Why is the speed of metal shading kernel so slow?

Question

cfc-dev OP

Created Sep ’24

Replies 1

Boosts 0

Participants 2

Hi, I am recently writing metal shader language to parallelize the algorithms to accelerate the speed of it.

I created a simple example to show the acceleration result of it. Since Rust is used in our algorithm, so I used metal-rs as the wrapper to execute the MSL kernels from rust side.

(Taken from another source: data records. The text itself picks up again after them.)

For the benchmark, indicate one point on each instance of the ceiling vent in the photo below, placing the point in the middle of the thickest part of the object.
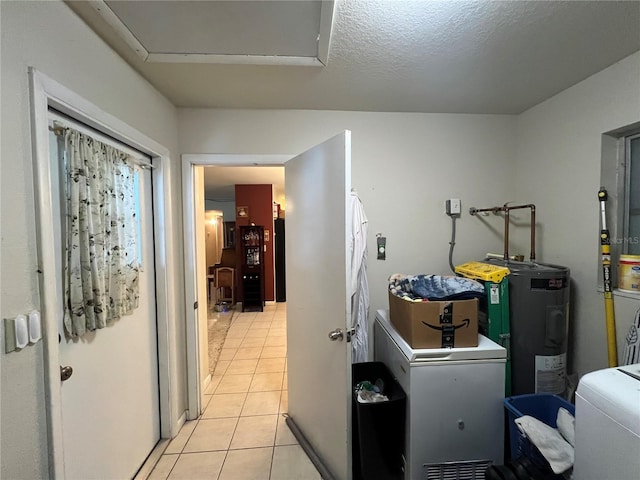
(227, 32)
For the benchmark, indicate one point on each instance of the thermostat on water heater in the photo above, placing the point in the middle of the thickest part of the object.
(453, 206)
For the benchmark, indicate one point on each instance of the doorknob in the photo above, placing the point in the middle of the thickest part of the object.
(65, 372)
(336, 334)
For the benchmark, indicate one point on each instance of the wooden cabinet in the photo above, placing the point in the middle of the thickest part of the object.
(252, 266)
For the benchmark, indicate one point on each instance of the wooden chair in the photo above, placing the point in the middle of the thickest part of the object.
(224, 284)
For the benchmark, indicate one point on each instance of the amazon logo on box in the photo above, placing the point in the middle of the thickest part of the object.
(444, 324)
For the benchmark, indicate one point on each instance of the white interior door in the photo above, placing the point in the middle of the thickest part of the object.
(110, 404)
(318, 184)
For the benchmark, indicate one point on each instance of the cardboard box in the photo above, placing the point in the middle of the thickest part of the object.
(435, 324)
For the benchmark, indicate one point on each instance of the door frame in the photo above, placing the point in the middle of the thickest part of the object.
(189, 162)
(44, 93)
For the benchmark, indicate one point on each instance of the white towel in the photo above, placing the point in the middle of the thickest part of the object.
(558, 452)
(566, 426)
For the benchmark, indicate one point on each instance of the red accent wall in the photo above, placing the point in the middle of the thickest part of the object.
(259, 200)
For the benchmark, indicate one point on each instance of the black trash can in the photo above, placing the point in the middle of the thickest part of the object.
(378, 428)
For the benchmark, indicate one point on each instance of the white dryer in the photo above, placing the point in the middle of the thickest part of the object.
(455, 413)
(608, 425)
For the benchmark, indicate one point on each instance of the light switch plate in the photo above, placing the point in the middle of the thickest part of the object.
(9, 335)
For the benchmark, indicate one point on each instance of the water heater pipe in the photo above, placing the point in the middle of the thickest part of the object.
(506, 209)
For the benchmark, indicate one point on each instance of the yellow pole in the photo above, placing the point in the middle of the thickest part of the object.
(605, 244)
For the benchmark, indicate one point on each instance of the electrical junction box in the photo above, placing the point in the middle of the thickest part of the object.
(453, 206)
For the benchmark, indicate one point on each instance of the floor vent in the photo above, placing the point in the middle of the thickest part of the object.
(472, 470)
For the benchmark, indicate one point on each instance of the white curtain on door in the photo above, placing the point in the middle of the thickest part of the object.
(359, 282)
(101, 259)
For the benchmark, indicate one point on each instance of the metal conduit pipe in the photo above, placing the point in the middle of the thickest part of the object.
(506, 209)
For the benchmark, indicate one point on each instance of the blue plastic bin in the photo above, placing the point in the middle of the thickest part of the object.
(542, 406)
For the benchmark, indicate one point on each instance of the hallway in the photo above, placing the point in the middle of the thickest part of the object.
(242, 434)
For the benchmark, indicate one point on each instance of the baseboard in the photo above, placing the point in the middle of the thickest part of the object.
(178, 426)
(205, 383)
(151, 461)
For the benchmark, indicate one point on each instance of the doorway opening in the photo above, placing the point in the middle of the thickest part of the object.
(219, 175)
(235, 197)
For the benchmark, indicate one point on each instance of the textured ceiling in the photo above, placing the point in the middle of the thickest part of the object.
(401, 56)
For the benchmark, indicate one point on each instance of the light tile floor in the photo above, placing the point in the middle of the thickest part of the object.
(242, 434)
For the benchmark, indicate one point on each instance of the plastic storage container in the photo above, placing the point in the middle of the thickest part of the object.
(542, 406)
(378, 428)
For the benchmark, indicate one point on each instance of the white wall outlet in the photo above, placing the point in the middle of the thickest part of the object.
(453, 206)
(22, 331)
(35, 327)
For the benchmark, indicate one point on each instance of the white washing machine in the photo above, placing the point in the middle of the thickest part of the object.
(608, 425)
(455, 412)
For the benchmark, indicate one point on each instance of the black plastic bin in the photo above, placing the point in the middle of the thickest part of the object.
(378, 428)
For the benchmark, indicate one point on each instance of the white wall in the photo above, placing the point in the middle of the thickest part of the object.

In this example, I am calculating the result of two arrays, and kernel looks like:

kernel void two_array_addition_2(
    constant uint* a [[buffer(0)]],
    constant uint* b [[buffer(1)]],
    device uint* c [[buffer(2)]],
    uint idx [[thread_position_in_grid]]
) {
    c[idx] = a[idx] + b[idx];
}

in the main.rs, you can see a function called execute_kernel() , this function has all it needs to execute the kernel in MSL (such as commandEncoder, piplelineState, etc).

use core::mem;
use metal::{Buffer, MTLSize};
use objc::rc::autoreleasepool;
use std::time::Instant;
use two_array_addition::abstractions::state::MetalState;

fn execute_kernel(
    name: &str,
    state: &MetalState,
    input_a: &Buffer,
    input_b: &Buffer,
    output_c: &Buffer,
) -> Vec<u32> {
    // assert!(input_a.len() == input_b.len() && input_a.len() == output_c.len());
    // let len = input_a.len() as u64;
    let len = input_a.length() as u64 / mem::size_of::<u32>() as u64;

    // 1. Init the MetalState
    //    - we inited it

    // 2. Set up Pipeline State
    let pipeline = state.setup_pipeline(name).unwrap();

    // 3. Allocate the buffers for A, B, and C
    //     - we allocated outside of this function

    let mut result: &[u32] = &[];

    autoreleasepool(|| {
        // 4. Create the command buffer & command encoder
        let (command_buffer, command_encoder) = state.setup_command(
            &pipeline,
            Some(&[(0, input_a), (1, input_b), (2, output_c)]),
        );

        // 5. command encoder dispatch the threadgroup size and num of threads per threadgroup
        let threadgroup_count = MTLSize::new((len + 256 - 1) / 256, 1, 1);
        let thread_per_threadgroup = MTLSize::new(256, 1, 1);

        // let grid_size = MTLSize::new(len, 1, 1);
        // let threadgroup_count = MTLSize::new(pipeline.max_total_threads_per_threadgroup(), 1, 1);
        command_encoder.dispatch_thread_groups(threadgroup_count, thread_per_threadgroup);

        command_encoder.end_encoding();

        command_buffer.commit();
        command_buffer.wait_until_completed();

        // 6. Copy the result back to the host
        let start = Instant::now();
        result = MetalState::retrieve_contents::<u32>(output_c);
        let duration = start.elapsed();
        println!("Duration for copying result back to host: {:?}", duration);
    });

    result.to_vec()
}

The performance of the result is kinda interesting to me.

This is the result:

$ cargo run -r
This is expected to run for a while... please wait...
Generating input arrays...
Generating input arrays...
Generating output array...
Generating expected output...
Duration for allocating buffers: 2.015258s
Executing 1st kernel (1)...
Duration for copying result back to host: 5.75µs
Executing 1st kernel (2)...
Duration for copying result back to host: 542ns
Executing 2nd kernel (1)...
Duration for copying result back to host: 1µs
Executing 2nd kernel (2)...
Duration for copying result back to host: 458ns
Duration expected: 183.406167ms
Duration for 1st kernel (1): 1.894994875s
Duration for 1st kernel (2): 537.318208ms
Duration for 2nd kernel (1): 501.33275ms
Duration for 2nd kernel (2): 497.339916ms
You have successfully run the kernels!

The speed is slower when executing in the MSL kernel, while I reckon of the dataset is quite big ($2^{29}$)
The first kernel execution takes more time to launch.
Is there any way to optimize the MSL in this case? And in most case, when you design the algorithm into parallelism, what would be the concerns?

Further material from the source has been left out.